"Nos ambassadeurs ont renoncé à l'exercice permanent de la tasse de thé et du petit gâteau et commencent à se dire que des crédits, des traités commerciaux et des prêts financiers, ce sont des sujets qui ne les déshonorent pas"1. Par cette déclaration, le Président Pompidou se réjouissait de la conversion du Quai d'Orsay aux impératifs d'accroissement du commerce extérieur. Quarante cinq ans plus tard, au moment où le dernier remaniement donne à faire le bilan de la diplomatie économique de Laurent Fabius, force est de constater que la modernisation vantée tantôt par Pompidou aura pris du temps à être réalisée2. Ces quatre dernières années, sous la coupe de l'architecte Fabius, le soutien aux entreprises désireuses de s'implanter sur les marchés étrangers fut "enfin" mis au cœur des priorités du Quai d'Orsay.
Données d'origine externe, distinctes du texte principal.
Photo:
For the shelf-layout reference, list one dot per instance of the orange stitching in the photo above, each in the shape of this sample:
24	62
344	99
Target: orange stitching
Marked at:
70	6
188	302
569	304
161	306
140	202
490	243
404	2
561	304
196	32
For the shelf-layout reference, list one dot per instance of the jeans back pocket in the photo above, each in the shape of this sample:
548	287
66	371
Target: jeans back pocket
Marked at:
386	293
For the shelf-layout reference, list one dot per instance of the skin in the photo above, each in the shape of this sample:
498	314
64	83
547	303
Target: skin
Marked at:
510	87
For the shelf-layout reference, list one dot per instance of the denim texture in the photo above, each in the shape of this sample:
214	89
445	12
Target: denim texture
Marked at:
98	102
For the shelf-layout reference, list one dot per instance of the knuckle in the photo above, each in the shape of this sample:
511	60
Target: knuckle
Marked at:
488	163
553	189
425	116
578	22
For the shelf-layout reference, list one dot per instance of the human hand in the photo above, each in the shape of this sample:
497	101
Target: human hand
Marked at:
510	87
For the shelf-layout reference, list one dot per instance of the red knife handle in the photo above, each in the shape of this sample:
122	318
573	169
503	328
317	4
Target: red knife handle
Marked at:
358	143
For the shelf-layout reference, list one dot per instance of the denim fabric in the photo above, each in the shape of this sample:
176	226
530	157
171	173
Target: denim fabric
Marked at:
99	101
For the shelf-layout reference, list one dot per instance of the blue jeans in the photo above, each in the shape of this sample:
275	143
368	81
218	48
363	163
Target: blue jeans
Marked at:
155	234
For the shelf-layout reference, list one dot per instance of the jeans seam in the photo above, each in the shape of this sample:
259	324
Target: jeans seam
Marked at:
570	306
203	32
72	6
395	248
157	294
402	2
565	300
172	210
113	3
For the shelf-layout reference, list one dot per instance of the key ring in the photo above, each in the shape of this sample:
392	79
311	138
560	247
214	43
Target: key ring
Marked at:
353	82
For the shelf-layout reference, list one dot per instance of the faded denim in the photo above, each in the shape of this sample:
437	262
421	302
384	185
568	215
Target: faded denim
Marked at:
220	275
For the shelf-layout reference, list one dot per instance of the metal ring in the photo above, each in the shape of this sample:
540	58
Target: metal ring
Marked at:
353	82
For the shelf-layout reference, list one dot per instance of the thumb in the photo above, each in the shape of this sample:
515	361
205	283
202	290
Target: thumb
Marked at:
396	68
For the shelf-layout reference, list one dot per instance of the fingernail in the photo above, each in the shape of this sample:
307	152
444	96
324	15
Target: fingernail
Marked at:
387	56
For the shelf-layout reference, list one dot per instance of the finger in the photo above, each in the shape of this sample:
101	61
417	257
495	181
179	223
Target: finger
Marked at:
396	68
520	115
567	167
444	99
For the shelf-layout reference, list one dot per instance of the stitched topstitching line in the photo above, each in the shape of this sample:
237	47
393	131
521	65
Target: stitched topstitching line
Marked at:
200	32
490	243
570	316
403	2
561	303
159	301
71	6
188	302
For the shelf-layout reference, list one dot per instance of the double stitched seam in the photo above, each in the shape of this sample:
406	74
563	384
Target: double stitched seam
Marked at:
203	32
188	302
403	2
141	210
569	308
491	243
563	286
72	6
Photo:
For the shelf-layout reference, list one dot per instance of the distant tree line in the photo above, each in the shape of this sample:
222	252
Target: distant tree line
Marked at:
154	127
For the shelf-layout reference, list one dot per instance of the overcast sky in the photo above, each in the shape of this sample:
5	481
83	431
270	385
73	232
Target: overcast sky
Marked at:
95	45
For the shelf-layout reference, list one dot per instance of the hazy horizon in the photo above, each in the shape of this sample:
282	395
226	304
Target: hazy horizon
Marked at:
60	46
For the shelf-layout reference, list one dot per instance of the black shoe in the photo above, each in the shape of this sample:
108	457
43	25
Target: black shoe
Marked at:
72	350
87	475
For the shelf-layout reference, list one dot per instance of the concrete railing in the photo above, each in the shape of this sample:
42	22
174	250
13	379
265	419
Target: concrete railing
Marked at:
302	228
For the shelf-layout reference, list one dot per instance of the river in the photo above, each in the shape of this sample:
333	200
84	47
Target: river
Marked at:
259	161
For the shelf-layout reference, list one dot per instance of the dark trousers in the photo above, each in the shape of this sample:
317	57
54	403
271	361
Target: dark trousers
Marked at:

Le plan d'action instaurant "le reflexe économique" aurait finalement eu raison des rivalités administratives, tout comme de la réserve historique des petits entrepreneurs à viser l'exportation. Si le bilan de ces quatre dernières années pointe indéniablement dans ce sens, attention à ce que naturel et suffisance ne resurgissent pas une fois l'attention de l'architecte détournée.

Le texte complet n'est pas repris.